Division of Molecular Genetics, Department of Pediatrics and Naomi Berrie Diabetes Center, Columbia Stem Cell Initiative, Columbia University, New York, NY, 10032, USA.
Graduate Program, Department of Cellular Physiology and Biophysics, Columbia University, New York, NY, USA.
Nat Commun. 2024 Jun 19;15(1):5247. doi: 10.1038/s41467-024-49565-7.

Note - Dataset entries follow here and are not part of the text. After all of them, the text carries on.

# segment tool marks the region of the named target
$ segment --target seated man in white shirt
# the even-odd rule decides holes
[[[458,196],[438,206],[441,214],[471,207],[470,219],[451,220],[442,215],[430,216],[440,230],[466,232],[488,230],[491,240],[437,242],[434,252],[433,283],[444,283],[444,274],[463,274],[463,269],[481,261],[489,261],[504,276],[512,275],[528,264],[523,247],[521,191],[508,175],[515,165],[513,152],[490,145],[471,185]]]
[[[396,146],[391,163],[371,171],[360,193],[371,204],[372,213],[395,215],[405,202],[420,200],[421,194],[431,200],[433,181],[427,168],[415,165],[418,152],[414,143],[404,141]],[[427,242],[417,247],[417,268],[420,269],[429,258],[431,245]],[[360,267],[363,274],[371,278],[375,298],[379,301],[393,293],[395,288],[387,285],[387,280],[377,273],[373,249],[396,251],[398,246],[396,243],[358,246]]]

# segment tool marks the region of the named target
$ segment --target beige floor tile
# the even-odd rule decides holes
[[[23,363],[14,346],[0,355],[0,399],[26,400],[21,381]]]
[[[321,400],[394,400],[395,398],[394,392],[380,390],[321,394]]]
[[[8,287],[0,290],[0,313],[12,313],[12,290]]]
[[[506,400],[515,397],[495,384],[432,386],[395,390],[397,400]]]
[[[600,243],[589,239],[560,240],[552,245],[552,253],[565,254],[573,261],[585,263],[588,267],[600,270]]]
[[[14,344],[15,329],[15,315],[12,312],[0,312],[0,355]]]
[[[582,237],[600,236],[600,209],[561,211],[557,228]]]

DNA replication in differentiated cells follows a defined program, but when and how it is established during mammalian development is not known. Here we show using single-cell sequencing, that late replicating regions are established in association with the B compartment and the nuclear lamina from the first cell cycle after fertilization on both maternal and paternal genomes. Late replicating regions contain a relative paucity of active origins and few but long genes and low G/C content. In both bovine and mouse embryos, replication timing patterns are established prior to embryonic genome activation. Chromosome breaks, which form spontaneously in bovine embryos at sites concordant with human embryos, preferentially locate to late replicating regions. In mice, late replicating regions show enhanced fragility due to a sparsity of dormant origins that can be activated under conditions of replication stress. This pattern predisposes regions with long neuronal genes to fragility and genetic change prior to separation of soma and germ cell lineages. Our studies show that the segregation of early and late replicating regions is among the first layers of genome organization established after fertilization.
在分化细胞中,DNA 复制遵循一个明确的程序,但在哺乳动物发育过程中,它是何时以及如何建立的尚不清楚。在这里,我们使用单细胞测序表明,在受精后的第一个细胞周期中,母本和父本基因组上的 B 区室和核纤层与晚期复制区域建立了联系。晚期复制区域包含相对较少的活跃起始点和少数但较长的基因以及低 G/C 含量。在牛和小鼠胚胎中,复制时间模式在胚胎基因组激活之前建立。染色体断裂在与人类胚胎一致的部位在牛胚胎中自发形成,优先定位到晚期复制区域。在小鼠中,由于休眠起始点稀疏,晚期复制区域显示出增强的脆弱性,这些休眠起始点可以在复制应激条件下被激活。这种模式使具有长神经元基因的区域在体细胞和生殖细胞系分离之前容易发生脆性和遗传变化。我们的研究表明,早期和晚期复制区域的分离是受精后建立的基因组组织的第一层。